Mosquitos to stick around ‘until Christmas’ as Italy’s warm weather continues

If you thought being bitten by mosquitos in November was bad enough, experts have warned that Italy’s mosquito season could last until the end of the year due to unusually warm temperatures.

Mosquitos to stick around ‘until Christmas’ as Italy’s warm weather continues
Mosquito season in Italy is prolonged this year due to unusually warm temperatures. Photo: Justin Sullivan/Getty Images/AFP

Mosquitos are well known as one of the less pleasant aspects of summer in Italy, but we’re now in mid-November and, in some areas at least, they’re still buzzing around.

This is unusual in itself, as Italy’s mosquito season is normally over by now. But this week experts warned that the nuisance insects could be with us for a few more weeks yet.

Without “a sudden and significant drop in temperatures” mosquitoes could stick around in some areas until Christmas, warned Alessandro Miani, the head of the Italian Society of Environmental Medicine (Società italiana di medicina ambientale, or Sima), in a report published by Italian media on Monday.

The agency’s latest report on the prevalence of mosquitos in Italy came as much of the country enjoyed late autumn sunshine this week, with temperatures around three degrees above average and highs of 23-24 degrees Celsius across the south.

While some sun in November isn’t unusual in Italy – in fact a short spell of sunny weather at this time of year is so common that it even has a name – the mosquito issue is due to a prolonged period of warm weather over the past few months, explained Miani.

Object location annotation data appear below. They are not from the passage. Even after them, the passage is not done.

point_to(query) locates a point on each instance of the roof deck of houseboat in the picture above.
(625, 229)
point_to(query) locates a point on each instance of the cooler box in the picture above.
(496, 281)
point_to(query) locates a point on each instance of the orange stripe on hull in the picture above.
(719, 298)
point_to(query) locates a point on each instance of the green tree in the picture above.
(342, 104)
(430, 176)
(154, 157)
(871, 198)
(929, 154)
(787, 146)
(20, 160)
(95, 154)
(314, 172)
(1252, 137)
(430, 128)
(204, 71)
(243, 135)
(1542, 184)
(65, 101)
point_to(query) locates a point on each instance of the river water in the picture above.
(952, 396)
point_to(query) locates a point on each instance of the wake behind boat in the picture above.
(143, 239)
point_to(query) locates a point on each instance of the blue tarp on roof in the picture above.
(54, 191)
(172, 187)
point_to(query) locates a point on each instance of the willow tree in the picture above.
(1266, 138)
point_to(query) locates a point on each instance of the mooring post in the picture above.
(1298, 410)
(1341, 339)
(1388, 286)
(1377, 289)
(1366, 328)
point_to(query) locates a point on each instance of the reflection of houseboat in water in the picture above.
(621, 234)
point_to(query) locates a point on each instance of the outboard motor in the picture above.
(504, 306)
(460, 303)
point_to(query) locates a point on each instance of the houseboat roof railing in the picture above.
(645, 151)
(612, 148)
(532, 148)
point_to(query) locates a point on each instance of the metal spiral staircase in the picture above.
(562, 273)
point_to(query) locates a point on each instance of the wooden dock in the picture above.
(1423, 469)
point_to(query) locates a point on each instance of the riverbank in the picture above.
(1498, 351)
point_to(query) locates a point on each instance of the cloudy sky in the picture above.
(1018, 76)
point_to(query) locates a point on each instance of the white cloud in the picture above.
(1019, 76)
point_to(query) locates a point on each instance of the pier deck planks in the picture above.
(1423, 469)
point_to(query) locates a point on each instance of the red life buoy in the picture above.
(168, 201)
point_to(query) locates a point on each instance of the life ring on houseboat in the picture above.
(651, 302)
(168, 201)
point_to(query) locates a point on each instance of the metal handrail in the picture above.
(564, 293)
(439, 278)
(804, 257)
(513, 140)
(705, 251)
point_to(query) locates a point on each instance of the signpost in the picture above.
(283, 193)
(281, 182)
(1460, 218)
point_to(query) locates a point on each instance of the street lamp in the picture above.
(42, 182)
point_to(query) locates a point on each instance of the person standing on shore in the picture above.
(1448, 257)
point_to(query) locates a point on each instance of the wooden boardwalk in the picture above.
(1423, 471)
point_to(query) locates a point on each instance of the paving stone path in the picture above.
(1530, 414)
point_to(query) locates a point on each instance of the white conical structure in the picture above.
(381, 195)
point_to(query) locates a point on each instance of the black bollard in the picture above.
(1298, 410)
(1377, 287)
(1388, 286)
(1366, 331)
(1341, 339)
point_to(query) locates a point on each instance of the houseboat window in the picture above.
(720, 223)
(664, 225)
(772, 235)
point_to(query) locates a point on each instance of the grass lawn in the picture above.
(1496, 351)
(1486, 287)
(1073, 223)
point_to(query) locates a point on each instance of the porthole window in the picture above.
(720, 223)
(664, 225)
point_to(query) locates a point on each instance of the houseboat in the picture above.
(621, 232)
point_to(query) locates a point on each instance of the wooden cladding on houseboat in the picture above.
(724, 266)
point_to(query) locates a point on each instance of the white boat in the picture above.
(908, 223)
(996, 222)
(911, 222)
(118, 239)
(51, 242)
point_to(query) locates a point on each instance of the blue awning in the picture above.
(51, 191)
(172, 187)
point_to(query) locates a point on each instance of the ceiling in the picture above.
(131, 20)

“Temperatures well above seasonal averages have created favourable conditions for an alteration in the life and reproduction cycles of some insects,” he said.

“The anomalous heat allows mosquito eggs to survive and for adults to remain alive, reproduce and multiply.”

He noted that this “doesn’t only apply to types of mosquitoes that are more resistant to the cold, such as the Japanese or the Korean species, present especially in some areas of northern Italy, but also to the widespread common mosquito and the fearsome tiger mosquito.”

Italy has around 60 species of mosquito, he said, with more than 3,000 known species worldwide.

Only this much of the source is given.